Linux Packet Timestamping Playbook (SO_TIMESTAMPING + PTP, Practical)

Date: 2026-03-19
Category: knowledge

Why this matters

If you care about microsecond-level latency (execution gateways, market-data collectors, telemetry ingest), you need to separate:

network path latency,
application scheduling delay,
clock error/drift.

Without accurate packet timestamps, these collapse into one noisy number and you can’t debug what really got slower.

1) Clock model first (before socket code)

Treat timestamps as a clock-discipline problem first, API problem second.

You usually have:

PHC (PTP Hardware Clock) on NIC,
system clock (CLOCK_REALTIME / CLOCK_TAI),
NIC hardware RX/TX timestamps,
software fallback timestamps.

Practical rule:

Discipline PHC and system clock (e.g., ptp4l + phc2sys).
Prefer CLOCK_TAI for monotonic-ish wall timeline without leap-second surprise.
Tag every metric with clock domain so you never mix apples and oranges.

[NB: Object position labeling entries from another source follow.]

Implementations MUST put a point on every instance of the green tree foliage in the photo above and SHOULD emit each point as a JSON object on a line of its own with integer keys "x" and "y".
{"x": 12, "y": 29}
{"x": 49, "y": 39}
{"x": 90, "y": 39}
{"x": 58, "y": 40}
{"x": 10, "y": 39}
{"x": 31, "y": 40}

2) Capability check: confirm NIC/driver supports what you need

Before implementation, verify hardware capabilities:

ethtool -T <iface> for timestamping capabilities,
check RX/TX hardware timestamp support,
confirm driver + firmware version actually enables required modes.

Many outages start with: “code expects HW TX timestamps, NIC silently gives SW timestamps.”

3) Pick timestamping mode by use case

Mode A: software timestamps only (baseline)

easiest to enable,
includes kernel scheduling/jitter,
good for coarse profiling, not exchange-grade network attribution.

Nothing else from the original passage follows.